I woke up this morning about 4am to a cracking and crashing sound followed by the beep*beep*beep of the answering machine as the power flickered and went out. I lay there wondering just how far away that cracking and crashing sound was and just then lay there wondering how I was going to get my hair into "office" style that day if the power was still out when I was supposed to be getting ready for work two hours later. Of course, I was then awake and unable to go back to sleep and it was dark, REALLY dark in my house. I turned on my cell phone to use as a flashlight (which is also how I knew it was 4am), found my flashlight and tried to read myself to sleep. It worked...at 5:40am when the power came back on and my alarm was set to go off 20 minutes later. Why does that ALWAYS happen?
Before I got out of bed though, in search of the flashlight, I lay there listening to the sound of silence. It's amazing how much sound there is in electricity. When the power went out the air seemed to go completely still. I didn't hear any sirens from emergency vehicles or sounds of helicopters signaling a life-flight situation, so I lay there just listening to the silence, relishing the pitch black darkness of night. The stillness of the night was palpable bringing with it mystery and strangely, peace. Except for the puzzlement of how I was going to dry my hair, I was peaceful laying there in the silence and dark.
Over the weekend I joined 38 women on a retreat in the mountains. It's about 5 miles up a canyon road and there was no cell phone signal by the time I reached the camp. There was no Internet access either. It was good.

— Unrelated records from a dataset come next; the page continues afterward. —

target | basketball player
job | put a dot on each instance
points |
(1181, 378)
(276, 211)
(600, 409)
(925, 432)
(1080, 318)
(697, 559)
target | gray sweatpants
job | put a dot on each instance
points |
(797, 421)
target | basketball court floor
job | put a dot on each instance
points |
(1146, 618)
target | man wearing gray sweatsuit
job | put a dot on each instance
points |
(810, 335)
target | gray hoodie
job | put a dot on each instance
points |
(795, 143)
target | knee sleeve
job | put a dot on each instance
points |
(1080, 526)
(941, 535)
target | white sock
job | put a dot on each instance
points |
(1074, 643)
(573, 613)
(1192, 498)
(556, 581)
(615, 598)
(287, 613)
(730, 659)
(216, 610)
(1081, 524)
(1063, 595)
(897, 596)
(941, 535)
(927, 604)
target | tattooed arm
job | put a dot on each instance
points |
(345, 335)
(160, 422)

I was there to lead music for the retreat. For a few weeks before I had been going through worship songs, picking out, organizing and revamping songs that I had sung with the worship team at Old Church for years. There were a few songs I really wanted to sing but I knew the women wouldn't know them, so they went back in the folder. Friday night I stood with my guitar and a microphone and the PowerPoint presentation of songs and lead in singing. It was good. I wasn't perfect. They didn't know all the songs. By the time we were done I felt like a door had opened again in my heart.

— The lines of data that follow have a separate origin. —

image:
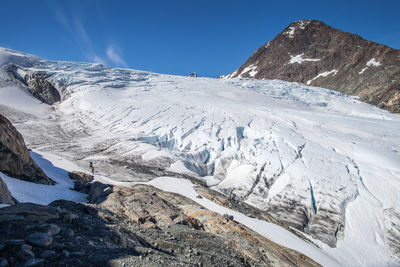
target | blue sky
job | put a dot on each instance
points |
(177, 36)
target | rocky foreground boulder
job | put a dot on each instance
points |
(313, 53)
(137, 226)
(5, 195)
(15, 159)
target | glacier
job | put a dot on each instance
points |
(316, 160)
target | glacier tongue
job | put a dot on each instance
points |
(311, 157)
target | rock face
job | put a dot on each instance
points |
(5, 196)
(139, 226)
(15, 159)
(316, 54)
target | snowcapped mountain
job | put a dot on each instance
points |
(314, 159)
(313, 53)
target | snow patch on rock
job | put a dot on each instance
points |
(323, 74)
(299, 59)
(373, 62)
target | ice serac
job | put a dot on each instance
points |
(313, 53)
(37, 83)
(15, 159)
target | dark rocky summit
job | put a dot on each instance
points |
(15, 159)
(313, 53)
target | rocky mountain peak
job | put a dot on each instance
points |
(313, 53)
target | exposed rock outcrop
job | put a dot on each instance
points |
(155, 209)
(313, 53)
(139, 226)
(15, 159)
(5, 195)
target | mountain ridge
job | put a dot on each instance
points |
(314, 53)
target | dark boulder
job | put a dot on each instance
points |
(15, 159)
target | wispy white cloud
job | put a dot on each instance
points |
(77, 33)
(97, 59)
(114, 54)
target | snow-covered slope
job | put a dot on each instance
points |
(317, 160)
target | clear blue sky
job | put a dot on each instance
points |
(210, 37)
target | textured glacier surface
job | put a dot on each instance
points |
(321, 162)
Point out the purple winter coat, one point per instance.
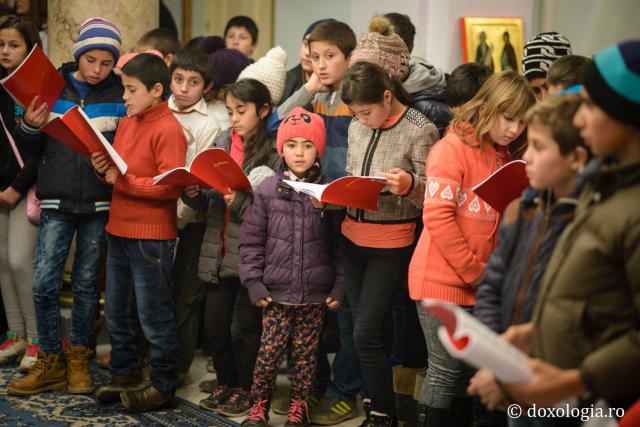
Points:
(288, 248)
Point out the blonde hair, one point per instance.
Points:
(505, 93)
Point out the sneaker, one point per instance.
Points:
(208, 386)
(237, 405)
(12, 348)
(217, 396)
(30, 355)
(48, 373)
(147, 399)
(376, 419)
(280, 405)
(298, 414)
(258, 415)
(331, 410)
(110, 392)
(78, 378)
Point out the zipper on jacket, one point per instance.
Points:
(366, 164)
(526, 278)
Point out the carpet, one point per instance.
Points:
(62, 409)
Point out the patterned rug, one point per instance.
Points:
(62, 409)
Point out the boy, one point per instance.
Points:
(241, 33)
(190, 80)
(161, 39)
(73, 200)
(464, 82)
(538, 55)
(141, 235)
(585, 323)
(566, 73)
(330, 46)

My journey of faith has been winding, sometimes steep, sometimes meandering along streams of water that have quenched my thirsty soul. I have walked along some steep cliffs with huge drop offs and many times I have fallen. There have been times when I have wandered in the desert, in circles, struggling with the mirages and the longings for water, cool air and rest. This is the wonder, the mystery, the journey of faith I have come to know as I have walked with Jesus.

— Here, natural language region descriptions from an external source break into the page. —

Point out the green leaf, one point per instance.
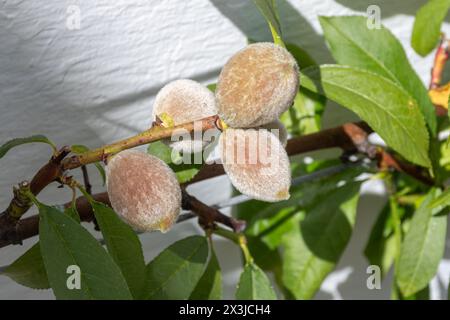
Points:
(422, 249)
(313, 248)
(302, 57)
(29, 270)
(254, 285)
(376, 50)
(305, 115)
(72, 212)
(183, 171)
(124, 247)
(381, 247)
(65, 243)
(210, 285)
(442, 200)
(175, 272)
(427, 26)
(78, 149)
(385, 106)
(268, 10)
(8, 145)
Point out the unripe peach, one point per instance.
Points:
(184, 101)
(256, 163)
(143, 191)
(278, 129)
(257, 85)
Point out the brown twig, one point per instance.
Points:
(153, 134)
(87, 183)
(50, 172)
(208, 216)
(350, 137)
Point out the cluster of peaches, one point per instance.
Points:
(255, 87)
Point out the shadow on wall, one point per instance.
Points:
(296, 29)
(389, 8)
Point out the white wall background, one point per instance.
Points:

Lately, this path of faith has reflected my experience of laying in the dark last night, the silence has been palpable, mysterious, the darkness has been dark. There hasn't been peace, so much, there's just been a lot of silence, a muted kind of existence. I haven't been unhappy, I haven't been overly happy, I have just existed. Lying the dark, listening to the silence, a muted kind of existence.
As I led music, the words began to niggle and nudge my soul. As I listened to the speaker and watched her form pots from clay, reflecting on how the clay goes from a lump to something beautiful, I connected with the process and began to see myself on this journey of faith, I began to see myself in that lump of clay. I began to see light.
The sun came up this morning, somewhere between 4am and 6:15am when I got up. The power came back on and my "office" hair was styled. The hum of electricity could be heard again, covering up the silence. I headed for work, going about my day but the lingering effects of my 4am wake up have followed me all day. The lingering effects of a weekend women's retreat have followed me as well. The lingering effects of a journey of faith that has been on a very dark, quiet road has followed me, or should I say, I've followed it. This journey of faith continues on, with maybe a bit more sun and the smallest of sounds beginning to penetrate the palpable silence and darkest of darkness. I don't know where I'm going but I know who I'm following and really, that's all that matters.